虫が小さいのはなぜ?という話がありました。
これを 野村昌史 先生(千葉大学大学院 園芸学研究科 応用昆虫学研究室) が説明していました。
昆虫といえば、大きくてもせいぜい10cm 程度のものがほとんど。
哺乳類など他の動物に比べて、虫が小さいのには、大きく分けて2つの理由がある。
骨がない
虫が小さい1つ目の理由は、昆虫には「骨がない」こと。
虫の体内には、人間のように体を支える骨がない。
そのかわりに、虫の体を支えているのが、体を覆う硬い皮。
この硬い皮のことを「外骨格」という。
これが、虫が大きくなれない原因になっている。
体内に骨を持つ人間と外骨格しか持たない虫を建物に置き換えて考えてみると、
人間は、内部に骨という柱を持つ大きな「一軒家」。
逆に虫は、内部に柱を持たない壁だけの「犬小屋」のようなもの。
小さい犬小屋なら柱は要らないが、大きな家をつくる時には、全体を支える柱が必要。
逆に、柱を持たない犬小屋が大きくなってしまうと、その重さに耐えられず、犬小屋は潰れてしまう。

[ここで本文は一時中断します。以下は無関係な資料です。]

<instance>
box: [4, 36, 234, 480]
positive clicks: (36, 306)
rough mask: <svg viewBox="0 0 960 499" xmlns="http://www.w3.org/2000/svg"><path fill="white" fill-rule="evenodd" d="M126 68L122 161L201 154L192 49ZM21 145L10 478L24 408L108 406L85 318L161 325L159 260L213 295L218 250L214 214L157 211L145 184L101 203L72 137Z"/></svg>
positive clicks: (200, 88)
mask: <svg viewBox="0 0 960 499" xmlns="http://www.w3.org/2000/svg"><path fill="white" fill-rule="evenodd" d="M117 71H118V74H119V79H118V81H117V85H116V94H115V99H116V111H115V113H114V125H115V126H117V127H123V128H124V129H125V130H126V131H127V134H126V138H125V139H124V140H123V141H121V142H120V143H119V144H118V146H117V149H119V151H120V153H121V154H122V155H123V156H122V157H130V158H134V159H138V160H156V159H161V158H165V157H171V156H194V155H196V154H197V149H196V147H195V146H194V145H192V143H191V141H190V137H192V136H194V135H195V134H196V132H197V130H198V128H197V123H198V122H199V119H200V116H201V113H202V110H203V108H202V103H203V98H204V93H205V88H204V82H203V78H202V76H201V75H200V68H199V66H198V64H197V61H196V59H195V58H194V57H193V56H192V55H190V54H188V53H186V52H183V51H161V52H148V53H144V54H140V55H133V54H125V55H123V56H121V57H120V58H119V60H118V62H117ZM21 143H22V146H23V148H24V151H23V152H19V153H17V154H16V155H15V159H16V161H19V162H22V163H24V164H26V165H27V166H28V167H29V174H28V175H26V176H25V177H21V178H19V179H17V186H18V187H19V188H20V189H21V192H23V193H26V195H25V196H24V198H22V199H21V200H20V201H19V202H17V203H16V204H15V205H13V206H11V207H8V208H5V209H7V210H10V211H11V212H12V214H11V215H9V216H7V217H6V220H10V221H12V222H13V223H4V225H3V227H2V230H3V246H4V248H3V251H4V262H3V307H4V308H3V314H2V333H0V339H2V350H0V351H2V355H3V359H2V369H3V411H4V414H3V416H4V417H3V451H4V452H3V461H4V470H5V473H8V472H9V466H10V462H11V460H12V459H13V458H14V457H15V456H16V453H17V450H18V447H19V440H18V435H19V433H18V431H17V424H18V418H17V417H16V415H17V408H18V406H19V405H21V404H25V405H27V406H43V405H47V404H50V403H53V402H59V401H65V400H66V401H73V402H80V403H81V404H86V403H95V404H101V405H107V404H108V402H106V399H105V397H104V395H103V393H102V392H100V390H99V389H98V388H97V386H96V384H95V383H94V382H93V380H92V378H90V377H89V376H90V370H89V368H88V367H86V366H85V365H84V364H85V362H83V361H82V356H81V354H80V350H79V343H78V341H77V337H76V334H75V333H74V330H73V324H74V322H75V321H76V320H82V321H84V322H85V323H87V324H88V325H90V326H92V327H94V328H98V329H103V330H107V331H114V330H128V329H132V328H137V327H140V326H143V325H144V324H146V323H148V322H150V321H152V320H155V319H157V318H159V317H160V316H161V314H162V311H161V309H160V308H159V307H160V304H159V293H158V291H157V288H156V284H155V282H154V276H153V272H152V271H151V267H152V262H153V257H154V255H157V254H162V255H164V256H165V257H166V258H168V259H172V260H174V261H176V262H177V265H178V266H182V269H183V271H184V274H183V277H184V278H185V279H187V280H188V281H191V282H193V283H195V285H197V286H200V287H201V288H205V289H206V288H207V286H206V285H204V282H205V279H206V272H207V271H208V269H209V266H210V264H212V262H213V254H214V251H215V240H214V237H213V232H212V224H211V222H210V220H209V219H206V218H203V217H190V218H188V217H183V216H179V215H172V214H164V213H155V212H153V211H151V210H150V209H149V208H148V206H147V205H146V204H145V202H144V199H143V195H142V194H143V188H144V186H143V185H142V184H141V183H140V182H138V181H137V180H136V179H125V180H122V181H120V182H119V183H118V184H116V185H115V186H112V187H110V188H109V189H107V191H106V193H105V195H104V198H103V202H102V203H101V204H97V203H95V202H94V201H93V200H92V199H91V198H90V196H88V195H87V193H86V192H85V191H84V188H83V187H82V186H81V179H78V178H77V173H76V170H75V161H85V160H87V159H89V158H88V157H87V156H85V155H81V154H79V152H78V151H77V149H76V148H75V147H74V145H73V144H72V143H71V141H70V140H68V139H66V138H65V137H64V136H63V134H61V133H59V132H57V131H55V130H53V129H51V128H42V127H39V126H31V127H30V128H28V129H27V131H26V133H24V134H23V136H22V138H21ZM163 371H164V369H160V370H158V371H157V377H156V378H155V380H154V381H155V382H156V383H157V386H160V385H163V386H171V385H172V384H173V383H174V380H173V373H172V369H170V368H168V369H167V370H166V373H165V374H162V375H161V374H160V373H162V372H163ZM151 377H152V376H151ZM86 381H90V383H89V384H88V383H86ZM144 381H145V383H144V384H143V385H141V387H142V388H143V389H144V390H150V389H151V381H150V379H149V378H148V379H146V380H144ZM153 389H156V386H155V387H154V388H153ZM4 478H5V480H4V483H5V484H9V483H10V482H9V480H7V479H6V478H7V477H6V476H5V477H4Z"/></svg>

つまり、内部に柱となる骨を持たない虫は、あまりに体が大きくなると、外骨格だけで、その重さを支えきれなくなってしまう。
肺がない
そして、虫が小さい もう1つの理由は「肺がない」こと。
人間の体内では、口や鼻から吸い込んだ酸素を肺の中で血液に取り込み、全身に送るという「肺呼吸」が行われている。
一方、虫の体には、この肺がなく、全く別の呼吸方法で全身に酸素を供給している。
それが「気管呼吸」という呼吸方法。
多くの虫の体には・・・、
「気門」という、呼吸のための穴がいくつも開いている。
こちらは、カブトムシのさなぎのCT画像。
気門とつながっている「気管」という、体中を巡る管を通して、体内に酸素を取り込んでいる。
しかし、この気管呼吸では、気門から徐々に酸素が入っていくだけで、人間のように、酸素を強く吸い込んでいるわけではない。
小さい虫なら それでも大丈夫だが、体が大きくなると、内部まで十分に酸素が届かない。
つまり、肺を持たない虫の呼吸方法では、体が大きくなった場合、十分な酸素を体全体に行き渡せることができなくなってしまう。
逆に、今よりも酸素濃度が高い環境であれば、体に入ってくる酸素が多くなり、虫の呼吸方法でも今よりも大きな体を維持できる可能性がある。
実際に、アリゾナ州立大学の研究室で、酸素濃度を通常の1.5倍に設定した室内で、トンボを飼育したところ、なんと通常よりも15%大きく成長したトンボが誕生。
この結果を見ても、呼吸の仕組みが、虫の体が小さいことに大きく影響していることがわかる。
ちなみに、酸素濃度1.5倍は、約3億年前の地球と、ほぼ同等の環境。
この時代には、今より巨大な虫が生息。
こちらは、メガネウラの化石 (※トンボではない)。
見た目はトンボにそっくりのこの昆虫。
現代のトンボと比較すると・・・、
なんとも規格外の大きさ。
羽を広げた横幅は、実に70cmにも及び、「史上最大の昆虫」ともいわれている。
虫の小ささの原因になっている外骨格は、身を守る硬い盾にもなっている。
気管呼吸も体が小さい虫に限っていえば、体を動かすのに欠かせない酸素を全身から吸収できるという優れた仕組みになっている。
これによって、虫のパワフルな動きが生まれている。
補足
エビやカニなどの体を覆っているのも「外骨格」。
イセエビやズワイガニなどの体が大きいのは、水の中で生活しているために浮力によって、外骨格で支える重さが軽減されるからと考えられている。